Neither distributional nor representative forms of harm can survive without a cultural backdrop that enables them.

The sentiment is a good one — we should certainly work to make the world better for lots of people and not just a few. But this kind of call to action risks hollowness if it doesn’t focus on those people being hurt by discriminatory systems. As author Mandy Henk noted, our subjects aren’t some amorphous “they.” Instead, our discussions need to be grounded in the political and cultural contexts that make these people vulnerable or marginalized in the first place.

Others have suggested that both the collection of data and the design of data-driven systems must become more transparent, which will help ensure that everything is fair and representative. There are certainly cases where datasheets for AI or more robust peer review might be a good idea, but imagining ethical paths forward for research, big data, and algorithms means going beyond technocratic solutions. We have to work much harder to exercise patience, empathy, and humility in how we conceive of the lives and experiences of our data subjects.

To begin, engineers and data scientists are far more likely to create balanced and representational products if they themselves are from a diverse range of backgrounds. “If we don’t have diversity in our set of researchers, we are not going to address problems that are faced by the majority of people in the world,” said Microsoft research scientist Timnit Gebru. “When problems don’t affect us, we don’t think they’re that important, and we might not even know what these problems are because we’re not interacting with the people who are experiencing them.”

Engaging with humanities and social science projects can also help. To that end, it is welcome news that the Social Science Research Council recently announced that it’s partnering with Facebook to give independent researchers access to the company’s data. It’s a potentially huge step toward gaining a better understanding of how data-intensive social platforms like Facebook shape our world — and the lives of people in it.

Yet engaging other kinds of research isn’t enough. Social scientists have had their own share of high-profile controversies, from failing to secure the privacy of research subjects to experimenting with people’s emotions without their consent. But many others have succeeded in meaningfully focusing on the lives and experiences of their subjects, from indigenous and border communities’ use of fitness trackers and the impact of data collection on marginalized groups in major U.S. cities to online privacy and intimate partner abuse. Our engagement, then, must be well-considered and put the needs and vulnerabilities of specific groups first.
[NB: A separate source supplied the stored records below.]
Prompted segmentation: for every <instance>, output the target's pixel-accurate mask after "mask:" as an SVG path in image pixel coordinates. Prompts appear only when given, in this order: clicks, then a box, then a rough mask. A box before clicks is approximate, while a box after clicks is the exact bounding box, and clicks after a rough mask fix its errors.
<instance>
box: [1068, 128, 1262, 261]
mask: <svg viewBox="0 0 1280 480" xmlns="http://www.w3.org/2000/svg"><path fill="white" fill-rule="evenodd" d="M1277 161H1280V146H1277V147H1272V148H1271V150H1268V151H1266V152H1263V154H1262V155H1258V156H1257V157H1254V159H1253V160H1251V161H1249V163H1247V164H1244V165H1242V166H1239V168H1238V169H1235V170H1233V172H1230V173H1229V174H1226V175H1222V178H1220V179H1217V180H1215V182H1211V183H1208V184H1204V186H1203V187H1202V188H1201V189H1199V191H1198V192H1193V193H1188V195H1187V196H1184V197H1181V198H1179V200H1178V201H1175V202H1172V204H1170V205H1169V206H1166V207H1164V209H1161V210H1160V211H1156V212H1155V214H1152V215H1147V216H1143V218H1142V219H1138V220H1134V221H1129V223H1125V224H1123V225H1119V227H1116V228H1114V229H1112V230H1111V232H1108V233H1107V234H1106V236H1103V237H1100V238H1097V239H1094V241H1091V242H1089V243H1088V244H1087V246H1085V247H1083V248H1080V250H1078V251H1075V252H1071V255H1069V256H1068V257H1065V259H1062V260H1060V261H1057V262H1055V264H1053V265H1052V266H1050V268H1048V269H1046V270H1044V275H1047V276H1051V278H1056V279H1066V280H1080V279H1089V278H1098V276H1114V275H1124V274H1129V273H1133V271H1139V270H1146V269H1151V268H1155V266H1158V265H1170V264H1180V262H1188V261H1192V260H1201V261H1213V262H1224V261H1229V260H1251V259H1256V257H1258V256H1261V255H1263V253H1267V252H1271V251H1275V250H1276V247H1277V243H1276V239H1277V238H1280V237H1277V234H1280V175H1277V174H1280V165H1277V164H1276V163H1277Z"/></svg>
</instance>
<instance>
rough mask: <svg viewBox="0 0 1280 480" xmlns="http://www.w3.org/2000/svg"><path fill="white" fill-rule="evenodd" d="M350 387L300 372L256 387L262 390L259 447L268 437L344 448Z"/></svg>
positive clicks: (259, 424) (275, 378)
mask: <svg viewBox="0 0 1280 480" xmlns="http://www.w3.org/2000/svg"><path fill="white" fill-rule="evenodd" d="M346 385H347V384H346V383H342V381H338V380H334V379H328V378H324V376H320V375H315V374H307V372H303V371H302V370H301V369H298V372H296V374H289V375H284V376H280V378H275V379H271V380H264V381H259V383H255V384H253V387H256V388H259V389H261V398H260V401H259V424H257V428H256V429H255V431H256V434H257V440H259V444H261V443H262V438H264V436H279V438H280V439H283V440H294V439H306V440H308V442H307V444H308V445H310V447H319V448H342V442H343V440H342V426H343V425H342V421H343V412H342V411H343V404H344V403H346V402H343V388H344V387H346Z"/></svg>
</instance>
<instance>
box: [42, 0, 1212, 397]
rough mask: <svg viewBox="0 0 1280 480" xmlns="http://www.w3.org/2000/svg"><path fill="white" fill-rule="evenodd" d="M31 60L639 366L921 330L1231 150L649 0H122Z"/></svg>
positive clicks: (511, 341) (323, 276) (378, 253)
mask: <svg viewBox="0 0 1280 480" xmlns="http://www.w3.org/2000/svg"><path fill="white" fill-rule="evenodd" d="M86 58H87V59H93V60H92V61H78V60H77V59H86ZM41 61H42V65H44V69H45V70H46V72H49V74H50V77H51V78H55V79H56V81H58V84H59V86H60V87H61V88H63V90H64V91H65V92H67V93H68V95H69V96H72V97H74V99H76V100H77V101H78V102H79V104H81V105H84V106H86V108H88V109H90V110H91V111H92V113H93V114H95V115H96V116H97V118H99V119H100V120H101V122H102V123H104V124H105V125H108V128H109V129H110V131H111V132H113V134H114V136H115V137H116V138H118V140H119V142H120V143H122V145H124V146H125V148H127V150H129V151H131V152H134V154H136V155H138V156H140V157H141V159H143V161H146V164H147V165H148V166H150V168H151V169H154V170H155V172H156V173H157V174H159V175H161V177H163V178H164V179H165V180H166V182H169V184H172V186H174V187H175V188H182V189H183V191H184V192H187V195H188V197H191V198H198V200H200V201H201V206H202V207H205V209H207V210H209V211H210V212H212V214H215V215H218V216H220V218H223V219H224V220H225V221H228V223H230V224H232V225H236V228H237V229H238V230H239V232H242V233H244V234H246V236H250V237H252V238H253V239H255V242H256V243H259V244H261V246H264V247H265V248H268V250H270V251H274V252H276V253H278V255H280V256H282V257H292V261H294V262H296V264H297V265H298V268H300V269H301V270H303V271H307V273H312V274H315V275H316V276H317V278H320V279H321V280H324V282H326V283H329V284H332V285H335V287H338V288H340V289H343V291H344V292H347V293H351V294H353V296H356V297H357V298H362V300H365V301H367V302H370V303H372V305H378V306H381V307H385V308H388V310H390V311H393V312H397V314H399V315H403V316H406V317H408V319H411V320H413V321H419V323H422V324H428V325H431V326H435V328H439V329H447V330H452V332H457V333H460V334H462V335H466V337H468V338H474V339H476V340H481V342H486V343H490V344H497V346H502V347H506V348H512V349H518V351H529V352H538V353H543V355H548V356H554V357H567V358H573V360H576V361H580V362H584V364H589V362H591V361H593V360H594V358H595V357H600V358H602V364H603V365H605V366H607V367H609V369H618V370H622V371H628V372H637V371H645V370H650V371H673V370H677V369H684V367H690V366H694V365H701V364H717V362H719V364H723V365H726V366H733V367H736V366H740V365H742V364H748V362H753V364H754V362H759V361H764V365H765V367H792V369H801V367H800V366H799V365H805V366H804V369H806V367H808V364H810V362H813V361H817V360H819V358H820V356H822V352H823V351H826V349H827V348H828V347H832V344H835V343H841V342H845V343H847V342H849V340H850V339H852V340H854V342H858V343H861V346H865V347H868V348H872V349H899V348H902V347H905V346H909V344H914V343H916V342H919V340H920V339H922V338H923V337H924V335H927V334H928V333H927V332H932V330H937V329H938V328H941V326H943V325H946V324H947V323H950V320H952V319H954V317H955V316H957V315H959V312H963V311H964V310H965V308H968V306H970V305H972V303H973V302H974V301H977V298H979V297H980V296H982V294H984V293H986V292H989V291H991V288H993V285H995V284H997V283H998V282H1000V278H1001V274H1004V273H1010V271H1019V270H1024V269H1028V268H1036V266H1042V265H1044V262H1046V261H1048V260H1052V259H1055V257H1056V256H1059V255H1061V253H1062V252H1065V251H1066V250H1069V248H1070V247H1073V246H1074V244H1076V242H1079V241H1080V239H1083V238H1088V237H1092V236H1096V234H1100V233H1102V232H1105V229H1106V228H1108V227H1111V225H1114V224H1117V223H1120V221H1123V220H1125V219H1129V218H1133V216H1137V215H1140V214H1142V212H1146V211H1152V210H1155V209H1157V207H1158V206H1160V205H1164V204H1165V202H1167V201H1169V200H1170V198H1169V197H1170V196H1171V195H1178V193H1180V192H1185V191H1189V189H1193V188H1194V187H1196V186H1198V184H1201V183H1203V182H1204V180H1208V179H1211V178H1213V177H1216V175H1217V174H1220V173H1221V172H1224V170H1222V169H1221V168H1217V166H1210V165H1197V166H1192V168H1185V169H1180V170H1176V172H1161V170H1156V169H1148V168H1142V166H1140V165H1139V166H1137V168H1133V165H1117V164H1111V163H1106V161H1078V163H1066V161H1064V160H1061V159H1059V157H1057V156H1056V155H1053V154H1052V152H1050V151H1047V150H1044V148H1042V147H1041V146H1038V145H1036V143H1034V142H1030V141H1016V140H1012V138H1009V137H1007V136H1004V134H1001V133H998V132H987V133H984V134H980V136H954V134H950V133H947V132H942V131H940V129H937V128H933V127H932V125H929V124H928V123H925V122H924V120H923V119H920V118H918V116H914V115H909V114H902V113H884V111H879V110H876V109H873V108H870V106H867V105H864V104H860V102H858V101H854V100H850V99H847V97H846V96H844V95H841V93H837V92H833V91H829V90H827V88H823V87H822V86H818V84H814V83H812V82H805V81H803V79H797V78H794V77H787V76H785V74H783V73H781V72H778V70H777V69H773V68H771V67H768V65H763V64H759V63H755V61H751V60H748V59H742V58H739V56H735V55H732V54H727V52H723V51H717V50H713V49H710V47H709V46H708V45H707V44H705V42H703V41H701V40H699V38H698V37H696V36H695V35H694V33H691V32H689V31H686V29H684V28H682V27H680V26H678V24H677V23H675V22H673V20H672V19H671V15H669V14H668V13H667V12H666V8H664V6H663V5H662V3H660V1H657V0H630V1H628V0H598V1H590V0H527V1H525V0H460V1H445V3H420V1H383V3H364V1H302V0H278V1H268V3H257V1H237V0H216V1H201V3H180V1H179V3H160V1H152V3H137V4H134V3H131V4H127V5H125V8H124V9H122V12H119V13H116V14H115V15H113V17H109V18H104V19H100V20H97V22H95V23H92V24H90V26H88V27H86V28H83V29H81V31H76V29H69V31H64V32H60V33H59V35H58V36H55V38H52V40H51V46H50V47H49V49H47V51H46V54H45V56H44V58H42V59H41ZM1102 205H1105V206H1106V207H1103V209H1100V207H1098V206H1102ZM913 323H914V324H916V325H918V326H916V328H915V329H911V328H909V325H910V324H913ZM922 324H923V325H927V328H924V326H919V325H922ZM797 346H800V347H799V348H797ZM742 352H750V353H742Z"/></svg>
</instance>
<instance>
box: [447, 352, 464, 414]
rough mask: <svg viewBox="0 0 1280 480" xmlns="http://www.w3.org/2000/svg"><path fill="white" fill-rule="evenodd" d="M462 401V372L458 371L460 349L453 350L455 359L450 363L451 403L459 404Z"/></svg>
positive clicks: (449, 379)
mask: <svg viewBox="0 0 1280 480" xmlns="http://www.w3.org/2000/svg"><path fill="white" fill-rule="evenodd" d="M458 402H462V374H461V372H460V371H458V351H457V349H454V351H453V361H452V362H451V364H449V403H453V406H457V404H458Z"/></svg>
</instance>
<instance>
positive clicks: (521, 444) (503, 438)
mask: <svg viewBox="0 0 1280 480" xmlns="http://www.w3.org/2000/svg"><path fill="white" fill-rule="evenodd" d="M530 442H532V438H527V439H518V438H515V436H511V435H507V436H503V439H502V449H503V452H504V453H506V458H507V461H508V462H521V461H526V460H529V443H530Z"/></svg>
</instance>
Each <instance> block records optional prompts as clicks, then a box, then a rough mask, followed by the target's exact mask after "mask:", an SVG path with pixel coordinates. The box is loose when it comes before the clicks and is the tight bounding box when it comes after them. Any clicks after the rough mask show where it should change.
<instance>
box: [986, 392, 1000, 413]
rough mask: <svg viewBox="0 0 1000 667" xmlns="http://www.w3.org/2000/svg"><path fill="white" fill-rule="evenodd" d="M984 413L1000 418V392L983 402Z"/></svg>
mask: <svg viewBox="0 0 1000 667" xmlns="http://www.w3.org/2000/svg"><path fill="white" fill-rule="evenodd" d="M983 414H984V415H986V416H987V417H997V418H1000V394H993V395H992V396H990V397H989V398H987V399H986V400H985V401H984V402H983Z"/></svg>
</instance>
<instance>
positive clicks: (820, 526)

It is important to ask who might be damaged by a certain set of assumptions and a certain algorithmic solution. We should also ask: Who does this protect? Who cannot be a target of this set of data? I am shielding someone — what does that say about my system?

Most important, engineers and data scientists need to listen to and engage with affected communities.

They should understand the struggles and histories of vulnerable communities and be ready to challenge their own assumptions.

They should offer support and resources — not opinions.

They should support legislation, causes, and organizations that improve lives without making them increasingly dependent on data-intensive systems of tracking and control.

They should not draw on the lives and experiences of their subjects without contributing something in return.

Ultimately, we need empathy and thoughtfulness in the design of algorithms and data science if we are to change the damaging cultural narratives that reinforce injustice and inequality for vulnerable people.

Because it’s never “just” an algorithm. And there’s no such thing as “just” an engineer.